The internet is one seriously well-traveled digital highway. It's like Route 66, but with more cables and fewer historic potholes. The internet is how Shmoop checks its email, updates its fantasy basketball team roster, and streams its favorite music.

  1. Field goal percentages and My Chemical Romance are only the tip of the data-movin' iceberg when it comes to how people use the internet on a regular basis, though. In the space below, make a list of all the things you use the internet for on a weekly basis.

    For example, are you on social media? Which platforms? Do you have to go online for school, maybe for discussion boards or quizzes? Maybe your pay stubs are all online. How much of your news and entertainment do you get via the internet? Ever Skype with your grandma in Fresno?

    Here's a look at the first few items on Shmoop's list:

    • Checking email
    • Fantasy basketball
    • Spotify
    • Our favorite Cupcake Wars fan theory blog
    • Hulu
    • Reading news from BBC.com, Bleacher Report, Kotaku
    • Listening to podcasts
    • Twitter
    • Checking bank balance

    Shoot for having ten to fifteen items on your list, but it's okay if you have way more.

  2. After you've compiled your list, take a moment to reflect on all the important (and not-so-important) things the internet helps you get done each week. Then answer the following two questions in a total of in 100 – 200 words (about a paragraph or two):

    • How would you do the items on your list without the internet?
    • Big picture: has the internet made your life simpler and more efficient? Or has it complicated things?

    BTW, you don't have to address each item on your list independently. You can group similar items together. For example, Shmoop has Spotify and Hulu on our list. We'd address both forms of entertainment together in our response like so:

    Without the internet, we'd be forced to pay for more physical media, like Blu-rays or DVDs and CDs. We don't have the cash for that, nor do we have the room in our house; where would we put our collection of presidential bobbleheads?

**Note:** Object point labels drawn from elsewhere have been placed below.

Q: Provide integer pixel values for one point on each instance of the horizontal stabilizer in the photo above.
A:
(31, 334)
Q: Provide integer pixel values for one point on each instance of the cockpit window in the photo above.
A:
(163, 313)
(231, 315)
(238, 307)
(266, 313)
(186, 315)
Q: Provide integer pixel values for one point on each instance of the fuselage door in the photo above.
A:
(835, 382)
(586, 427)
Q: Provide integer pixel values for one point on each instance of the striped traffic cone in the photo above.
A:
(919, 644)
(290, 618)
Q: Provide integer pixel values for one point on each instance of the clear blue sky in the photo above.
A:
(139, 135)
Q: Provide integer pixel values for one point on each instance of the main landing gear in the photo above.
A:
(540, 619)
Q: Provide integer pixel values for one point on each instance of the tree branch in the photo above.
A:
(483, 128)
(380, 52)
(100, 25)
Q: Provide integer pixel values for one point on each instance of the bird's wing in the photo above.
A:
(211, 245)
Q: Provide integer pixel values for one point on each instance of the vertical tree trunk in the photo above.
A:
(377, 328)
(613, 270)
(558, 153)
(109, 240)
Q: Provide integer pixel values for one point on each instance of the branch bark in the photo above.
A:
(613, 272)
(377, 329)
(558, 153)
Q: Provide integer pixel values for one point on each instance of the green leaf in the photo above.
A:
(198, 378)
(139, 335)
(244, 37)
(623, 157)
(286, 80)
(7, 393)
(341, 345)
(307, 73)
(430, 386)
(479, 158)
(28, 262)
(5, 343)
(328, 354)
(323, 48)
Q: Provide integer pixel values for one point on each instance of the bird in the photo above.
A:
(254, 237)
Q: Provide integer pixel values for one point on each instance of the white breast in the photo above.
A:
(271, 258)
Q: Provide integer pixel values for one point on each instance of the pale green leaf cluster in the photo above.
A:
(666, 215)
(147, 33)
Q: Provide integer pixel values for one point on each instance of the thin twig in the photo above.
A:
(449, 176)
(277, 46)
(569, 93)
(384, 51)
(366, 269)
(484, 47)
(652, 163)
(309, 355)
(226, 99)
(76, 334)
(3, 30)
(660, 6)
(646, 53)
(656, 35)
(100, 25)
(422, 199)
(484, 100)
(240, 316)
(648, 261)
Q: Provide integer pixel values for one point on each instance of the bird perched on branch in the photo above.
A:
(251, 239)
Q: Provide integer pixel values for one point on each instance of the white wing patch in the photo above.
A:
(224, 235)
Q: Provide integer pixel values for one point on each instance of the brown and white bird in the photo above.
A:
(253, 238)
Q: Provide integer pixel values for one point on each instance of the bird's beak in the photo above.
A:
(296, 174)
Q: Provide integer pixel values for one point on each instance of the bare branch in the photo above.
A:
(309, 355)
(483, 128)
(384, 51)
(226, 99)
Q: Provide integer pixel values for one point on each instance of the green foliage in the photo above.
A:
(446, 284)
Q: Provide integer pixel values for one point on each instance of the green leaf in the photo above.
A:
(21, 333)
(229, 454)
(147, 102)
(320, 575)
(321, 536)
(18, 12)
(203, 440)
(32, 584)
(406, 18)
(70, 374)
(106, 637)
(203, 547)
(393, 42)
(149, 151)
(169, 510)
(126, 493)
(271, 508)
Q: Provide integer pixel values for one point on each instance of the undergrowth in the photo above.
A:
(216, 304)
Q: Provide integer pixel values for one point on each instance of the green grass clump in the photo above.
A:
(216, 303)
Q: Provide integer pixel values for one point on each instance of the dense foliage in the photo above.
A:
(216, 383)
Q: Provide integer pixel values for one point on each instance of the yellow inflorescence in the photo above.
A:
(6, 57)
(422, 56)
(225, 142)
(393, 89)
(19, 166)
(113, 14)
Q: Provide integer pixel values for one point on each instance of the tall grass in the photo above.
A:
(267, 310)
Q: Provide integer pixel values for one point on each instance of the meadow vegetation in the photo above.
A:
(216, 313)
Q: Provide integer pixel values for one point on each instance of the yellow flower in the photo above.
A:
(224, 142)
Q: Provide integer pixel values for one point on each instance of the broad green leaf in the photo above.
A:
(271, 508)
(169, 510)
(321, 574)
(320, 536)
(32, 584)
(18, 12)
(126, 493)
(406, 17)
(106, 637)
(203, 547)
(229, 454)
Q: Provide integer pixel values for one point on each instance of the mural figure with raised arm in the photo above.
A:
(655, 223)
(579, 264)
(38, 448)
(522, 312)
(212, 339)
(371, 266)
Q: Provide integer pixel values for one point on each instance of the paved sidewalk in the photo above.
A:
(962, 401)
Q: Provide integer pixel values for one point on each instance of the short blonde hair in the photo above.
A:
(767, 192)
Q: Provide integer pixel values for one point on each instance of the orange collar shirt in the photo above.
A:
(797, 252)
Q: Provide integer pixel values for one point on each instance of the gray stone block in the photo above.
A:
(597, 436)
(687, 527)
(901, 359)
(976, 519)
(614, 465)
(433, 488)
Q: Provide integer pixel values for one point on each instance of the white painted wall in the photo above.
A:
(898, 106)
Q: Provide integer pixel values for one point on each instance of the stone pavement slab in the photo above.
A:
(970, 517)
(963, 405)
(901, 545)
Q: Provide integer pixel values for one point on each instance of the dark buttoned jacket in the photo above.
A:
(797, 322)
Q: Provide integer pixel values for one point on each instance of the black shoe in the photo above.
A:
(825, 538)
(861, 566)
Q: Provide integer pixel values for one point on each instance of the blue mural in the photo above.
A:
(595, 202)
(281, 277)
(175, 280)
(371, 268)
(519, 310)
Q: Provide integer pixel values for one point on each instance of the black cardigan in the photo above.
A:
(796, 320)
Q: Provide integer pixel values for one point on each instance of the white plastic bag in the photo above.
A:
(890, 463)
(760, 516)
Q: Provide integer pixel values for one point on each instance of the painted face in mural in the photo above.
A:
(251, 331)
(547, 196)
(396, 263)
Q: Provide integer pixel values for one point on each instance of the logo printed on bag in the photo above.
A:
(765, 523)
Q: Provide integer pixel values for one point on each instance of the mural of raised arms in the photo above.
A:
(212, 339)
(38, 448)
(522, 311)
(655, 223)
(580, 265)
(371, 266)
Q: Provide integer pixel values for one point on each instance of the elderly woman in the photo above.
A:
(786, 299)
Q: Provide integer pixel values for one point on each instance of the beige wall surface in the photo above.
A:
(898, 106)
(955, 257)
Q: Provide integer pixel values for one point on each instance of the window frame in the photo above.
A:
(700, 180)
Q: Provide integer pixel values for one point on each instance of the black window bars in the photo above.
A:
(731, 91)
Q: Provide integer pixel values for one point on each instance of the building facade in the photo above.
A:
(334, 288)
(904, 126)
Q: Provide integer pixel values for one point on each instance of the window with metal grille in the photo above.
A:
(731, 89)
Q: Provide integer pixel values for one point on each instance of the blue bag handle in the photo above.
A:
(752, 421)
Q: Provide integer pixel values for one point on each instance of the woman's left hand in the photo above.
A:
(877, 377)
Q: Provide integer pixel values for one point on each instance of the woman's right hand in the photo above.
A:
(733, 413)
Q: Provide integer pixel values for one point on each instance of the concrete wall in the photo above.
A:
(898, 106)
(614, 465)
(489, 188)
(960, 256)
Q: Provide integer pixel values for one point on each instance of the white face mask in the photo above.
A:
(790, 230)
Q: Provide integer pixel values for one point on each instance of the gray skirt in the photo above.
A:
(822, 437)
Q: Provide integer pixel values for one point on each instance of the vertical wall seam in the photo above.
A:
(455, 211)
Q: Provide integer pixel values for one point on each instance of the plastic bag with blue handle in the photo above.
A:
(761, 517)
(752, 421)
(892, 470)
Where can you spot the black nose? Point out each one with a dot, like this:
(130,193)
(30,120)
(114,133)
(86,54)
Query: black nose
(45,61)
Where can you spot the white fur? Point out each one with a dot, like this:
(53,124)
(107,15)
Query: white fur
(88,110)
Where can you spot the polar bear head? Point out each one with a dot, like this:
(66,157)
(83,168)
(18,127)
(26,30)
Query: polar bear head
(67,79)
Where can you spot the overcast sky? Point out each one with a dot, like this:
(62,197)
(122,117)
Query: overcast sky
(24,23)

Without the commitment-free convenience of streaming entertainment, we'd likely watch far less television and listen to fewer bands, too. Without curated media lists like those on Spotify, for example, we wouldn't discover as many new bands and recording artists, either.

    See how we crafted this chunk of our response using complete sentences, standard grammar conventions, and no abbreviations? Looks tight, right? You should do that, too. We know we're on the internet, but we don't have to sound like it.